The amount of work done by the Tar Heels on defense is impressive, and has continued to help them when their shots aren’t falling. It’s perhaps the biggest difference from previous squads — failure on the offensive side is not affecting the defensive side, and look no further than the losses to these same Deacons for proof.

Armando Bacot leads without scoring

During last night’s game, the Tar Heel Sports Network featured Tar Heel legend Tyler Hansbrough as the color commentator alongside Jones Angell. His perspective is going to be of one looking down low to see what Armando Bacot was doing to help his team win, and he provided excellent analysis about how Bacot was using the focus Wake put on him to create seals and open up the lanes all night for RJ Davis and Elliot Cadeau.

Bacot only finished the night with five points, but the Tar Heels don’t win without him on the floor — as proven when Jalen Washington spelled him and the defensive noticeably dropped. He still had four blocks, seven boards, and drew the defensive assignment on Efton Reid keeping him to 2-7 on the floor.

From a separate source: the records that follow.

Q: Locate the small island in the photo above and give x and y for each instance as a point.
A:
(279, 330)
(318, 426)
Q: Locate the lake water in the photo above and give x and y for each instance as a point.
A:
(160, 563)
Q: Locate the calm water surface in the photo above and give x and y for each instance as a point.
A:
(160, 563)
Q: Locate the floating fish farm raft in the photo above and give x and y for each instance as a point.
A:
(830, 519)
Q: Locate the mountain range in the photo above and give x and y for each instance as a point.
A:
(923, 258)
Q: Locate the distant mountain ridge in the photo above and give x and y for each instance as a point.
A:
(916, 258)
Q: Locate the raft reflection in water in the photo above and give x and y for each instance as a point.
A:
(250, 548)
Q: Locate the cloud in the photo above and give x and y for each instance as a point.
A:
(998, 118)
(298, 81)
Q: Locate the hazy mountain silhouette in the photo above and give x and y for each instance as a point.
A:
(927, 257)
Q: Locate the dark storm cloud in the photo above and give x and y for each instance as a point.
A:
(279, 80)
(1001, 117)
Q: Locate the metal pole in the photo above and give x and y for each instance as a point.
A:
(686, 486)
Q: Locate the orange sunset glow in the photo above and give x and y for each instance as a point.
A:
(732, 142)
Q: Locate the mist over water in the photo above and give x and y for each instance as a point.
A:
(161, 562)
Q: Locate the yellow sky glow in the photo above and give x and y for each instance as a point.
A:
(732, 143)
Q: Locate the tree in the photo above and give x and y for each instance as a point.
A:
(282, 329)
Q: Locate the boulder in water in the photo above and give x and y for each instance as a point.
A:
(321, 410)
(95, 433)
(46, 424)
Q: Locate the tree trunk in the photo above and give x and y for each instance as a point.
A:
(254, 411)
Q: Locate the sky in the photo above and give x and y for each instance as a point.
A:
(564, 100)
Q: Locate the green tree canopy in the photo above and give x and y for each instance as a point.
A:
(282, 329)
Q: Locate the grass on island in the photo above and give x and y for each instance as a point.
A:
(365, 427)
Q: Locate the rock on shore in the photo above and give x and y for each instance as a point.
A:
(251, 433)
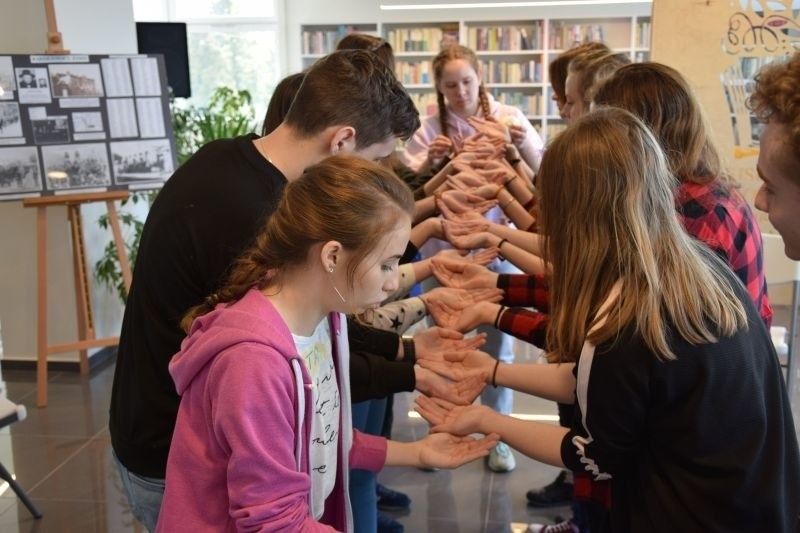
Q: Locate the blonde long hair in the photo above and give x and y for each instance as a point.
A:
(607, 214)
(447, 54)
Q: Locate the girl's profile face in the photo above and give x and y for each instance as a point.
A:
(573, 107)
(377, 276)
(459, 84)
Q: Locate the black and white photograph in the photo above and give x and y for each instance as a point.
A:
(33, 85)
(72, 80)
(19, 170)
(141, 160)
(51, 130)
(7, 85)
(76, 166)
(10, 124)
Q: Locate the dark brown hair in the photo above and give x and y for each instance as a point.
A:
(557, 70)
(343, 198)
(593, 67)
(449, 53)
(364, 41)
(661, 98)
(281, 101)
(777, 97)
(608, 215)
(353, 88)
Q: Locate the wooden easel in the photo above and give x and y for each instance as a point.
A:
(86, 331)
(54, 43)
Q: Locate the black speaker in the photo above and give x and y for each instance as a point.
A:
(169, 39)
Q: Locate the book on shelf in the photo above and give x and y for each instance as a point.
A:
(414, 72)
(511, 71)
(529, 104)
(504, 38)
(564, 35)
(324, 41)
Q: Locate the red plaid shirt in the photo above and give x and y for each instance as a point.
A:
(528, 291)
(721, 218)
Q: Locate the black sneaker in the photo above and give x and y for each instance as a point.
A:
(387, 524)
(391, 500)
(558, 492)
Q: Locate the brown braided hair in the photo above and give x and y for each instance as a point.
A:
(776, 97)
(343, 198)
(449, 53)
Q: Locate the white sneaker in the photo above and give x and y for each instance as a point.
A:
(501, 459)
(567, 526)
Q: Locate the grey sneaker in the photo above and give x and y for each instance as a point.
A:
(501, 459)
(567, 526)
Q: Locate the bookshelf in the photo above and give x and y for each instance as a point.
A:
(628, 35)
(514, 54)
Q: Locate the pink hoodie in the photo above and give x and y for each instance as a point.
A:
(239, 454)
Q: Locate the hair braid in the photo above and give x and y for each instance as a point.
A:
(483, 98)
(248, 271)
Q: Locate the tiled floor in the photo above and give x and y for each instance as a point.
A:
(61, 456)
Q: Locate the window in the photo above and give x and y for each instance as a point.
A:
(232, 43)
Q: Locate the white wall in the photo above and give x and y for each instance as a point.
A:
(300, 12)
(87, 26)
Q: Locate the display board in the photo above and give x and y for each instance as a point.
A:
(83, 123)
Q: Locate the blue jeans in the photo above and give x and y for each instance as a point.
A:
(368, 418)
(144, 495)
(500, 346)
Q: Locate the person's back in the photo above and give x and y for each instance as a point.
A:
(196, 226)
(711, 434)
(206, 214)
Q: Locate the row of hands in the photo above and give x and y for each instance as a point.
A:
(452, 371)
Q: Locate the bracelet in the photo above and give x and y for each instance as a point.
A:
(497, 318)
(409, 352)
(437, 195)
(508, 203)
(499, 248)
(530, 203)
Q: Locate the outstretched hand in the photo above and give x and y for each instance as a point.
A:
(466, 235)
(457, 365)
(441, 450)
(447, 417)
(491, 128)
(439, 148)
(460, 392)
(460, 202)
(434, 341)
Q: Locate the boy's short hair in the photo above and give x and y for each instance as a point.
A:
(777, 97)
(353, 88)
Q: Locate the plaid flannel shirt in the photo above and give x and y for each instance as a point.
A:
(721, 218)
(523, 290)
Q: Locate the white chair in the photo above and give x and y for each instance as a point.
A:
(780, 269)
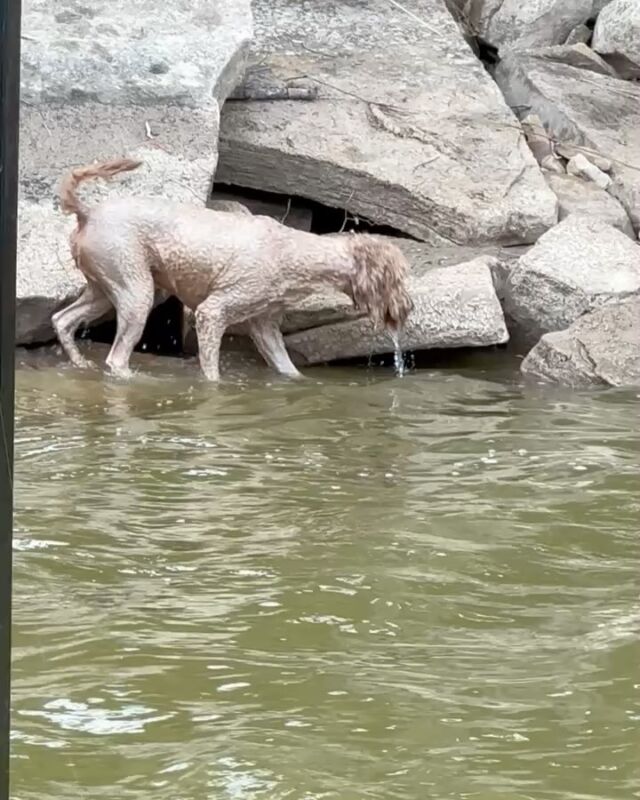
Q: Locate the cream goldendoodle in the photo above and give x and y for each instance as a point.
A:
(229, 268)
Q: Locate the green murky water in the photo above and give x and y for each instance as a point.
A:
(357, 587)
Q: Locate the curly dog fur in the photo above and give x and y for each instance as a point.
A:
(228, 268)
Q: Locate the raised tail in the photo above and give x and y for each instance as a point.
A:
(69, 200)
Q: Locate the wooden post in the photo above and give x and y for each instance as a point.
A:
(9, 124)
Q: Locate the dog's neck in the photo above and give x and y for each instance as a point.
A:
(332, 261)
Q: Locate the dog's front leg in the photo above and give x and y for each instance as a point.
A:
(210, 327)
(267, 337)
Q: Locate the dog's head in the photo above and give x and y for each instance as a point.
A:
(379, 281)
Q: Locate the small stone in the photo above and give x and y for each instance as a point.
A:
(580, 166)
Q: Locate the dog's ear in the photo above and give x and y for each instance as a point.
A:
(378, 282)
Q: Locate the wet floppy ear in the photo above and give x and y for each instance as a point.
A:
(365, 279)
(397, 302)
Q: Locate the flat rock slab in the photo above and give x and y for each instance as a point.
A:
(455, 306)
(580, 265)
(106, 80)
(408, 130)
(584, 112)
(523, 24)
(617, 36)
(578, 196)
(601, 348)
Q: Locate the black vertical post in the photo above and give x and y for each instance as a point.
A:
(9, 116)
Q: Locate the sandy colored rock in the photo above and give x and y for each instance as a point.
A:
(600, 348)
(577, 196)
(282, 209)
(408, 129)
(454, 307)
(580, 265)
(578, 55)
(617, 36)
(587, 113)
(108, 80)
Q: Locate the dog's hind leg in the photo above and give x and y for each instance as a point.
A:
(90, 306)
(267, 337)
(133, 304)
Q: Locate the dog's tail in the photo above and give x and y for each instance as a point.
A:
(70, 201)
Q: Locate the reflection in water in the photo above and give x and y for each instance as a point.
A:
(355, 586)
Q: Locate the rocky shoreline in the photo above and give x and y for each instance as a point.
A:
(496, 140)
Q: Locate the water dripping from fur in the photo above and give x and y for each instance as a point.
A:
(398, 355)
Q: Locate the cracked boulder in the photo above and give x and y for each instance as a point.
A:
(601, 348)
(585, 113)
(455, 306)
(107, 80)
(407, 128)
(576, 267)
(578, 196)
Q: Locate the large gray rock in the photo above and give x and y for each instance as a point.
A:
(455, 306)
(581, 264)
(578, 196)
(104, 80)
(596, 115)
(408, 129)
(601, 348)
(534, 23)
(617, 36)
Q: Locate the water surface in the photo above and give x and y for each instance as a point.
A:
(354, 587)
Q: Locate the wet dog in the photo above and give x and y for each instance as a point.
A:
(228, 268)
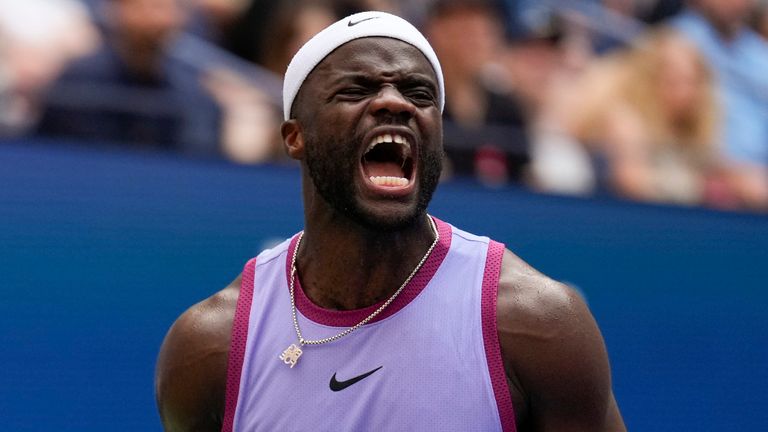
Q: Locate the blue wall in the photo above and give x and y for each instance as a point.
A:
(100, 251)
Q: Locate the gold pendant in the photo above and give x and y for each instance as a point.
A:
(291, 355)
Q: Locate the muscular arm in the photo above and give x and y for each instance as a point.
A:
(191, 374)
(553, 353)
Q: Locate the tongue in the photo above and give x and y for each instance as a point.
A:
(383, 169)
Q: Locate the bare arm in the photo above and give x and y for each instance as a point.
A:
(191, 373)
(554, 355)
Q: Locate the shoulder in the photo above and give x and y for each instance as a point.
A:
(190, 378)
(552, 350)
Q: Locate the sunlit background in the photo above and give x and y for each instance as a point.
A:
(620, 146)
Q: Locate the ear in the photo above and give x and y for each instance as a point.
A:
(293, 139)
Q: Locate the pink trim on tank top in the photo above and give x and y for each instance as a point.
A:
(237, 345)
(491, 336)
(348, 318)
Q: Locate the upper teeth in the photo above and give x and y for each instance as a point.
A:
(395, 138)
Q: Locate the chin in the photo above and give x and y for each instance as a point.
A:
(387, 219)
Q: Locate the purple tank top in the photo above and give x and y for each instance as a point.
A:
(430, 361)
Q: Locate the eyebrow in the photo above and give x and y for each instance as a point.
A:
(410, 80)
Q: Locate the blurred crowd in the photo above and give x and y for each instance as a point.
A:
(651, 100)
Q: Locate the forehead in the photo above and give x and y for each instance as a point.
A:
(373, 57)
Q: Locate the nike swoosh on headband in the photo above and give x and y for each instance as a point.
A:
(350, 23)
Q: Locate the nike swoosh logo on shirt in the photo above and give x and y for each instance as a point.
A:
(341, 385)
(350, 23)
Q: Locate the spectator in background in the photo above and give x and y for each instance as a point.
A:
(485, 128)
(131, 90)
(650, 114)
(37, 39)
(293, 23)
(542, 66)
(739, 58)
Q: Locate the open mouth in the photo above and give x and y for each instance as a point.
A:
(388, 161)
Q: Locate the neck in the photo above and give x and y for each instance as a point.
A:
(345, 266)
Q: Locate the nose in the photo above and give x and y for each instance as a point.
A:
(389, 101)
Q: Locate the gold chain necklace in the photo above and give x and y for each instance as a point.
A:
(291, 354)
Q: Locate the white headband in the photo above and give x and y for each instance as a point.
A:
(360, 25)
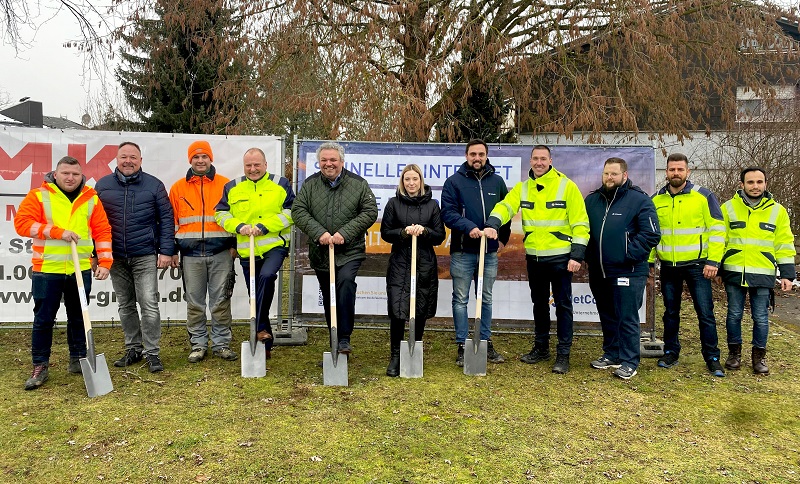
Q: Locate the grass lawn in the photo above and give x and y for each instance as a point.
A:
(204, 423)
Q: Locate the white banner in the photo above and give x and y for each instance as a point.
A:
(27, 154)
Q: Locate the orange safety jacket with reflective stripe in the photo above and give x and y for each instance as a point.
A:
(45, 213)
(193, 200)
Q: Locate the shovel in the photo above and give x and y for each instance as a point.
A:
(93, 367)
(411, 350)
(334, 365)
(475, 349)
(254, 355)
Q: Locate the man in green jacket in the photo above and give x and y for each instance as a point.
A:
(336, 207)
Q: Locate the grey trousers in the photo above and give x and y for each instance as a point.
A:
(207, 276)
(135, 280)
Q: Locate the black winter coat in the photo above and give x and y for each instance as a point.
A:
(623, 229)
(400, 212)
(140, 214)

The hopes that Bacot has of any sort of first team All-American or Player of the Year has long disappeared, but you can see with the effort that Bacot is putting on the floor right now that he doesn’t care about this. It’s been clear for a while that teams are zeroing in on him and forcing Carolina to get buckets in other ways, and he’s using this to help that. He’s playing like he knows this is his last chance to win a title, and he’ll do what it takes.

What’ll be interesting is when teams decide they have to stop letting RJ go one-on-one and they’ll need Bacot to have a 20/20 game again. Can he take the bull by the horns when needed and take a game over on the inevitable off night Davis has?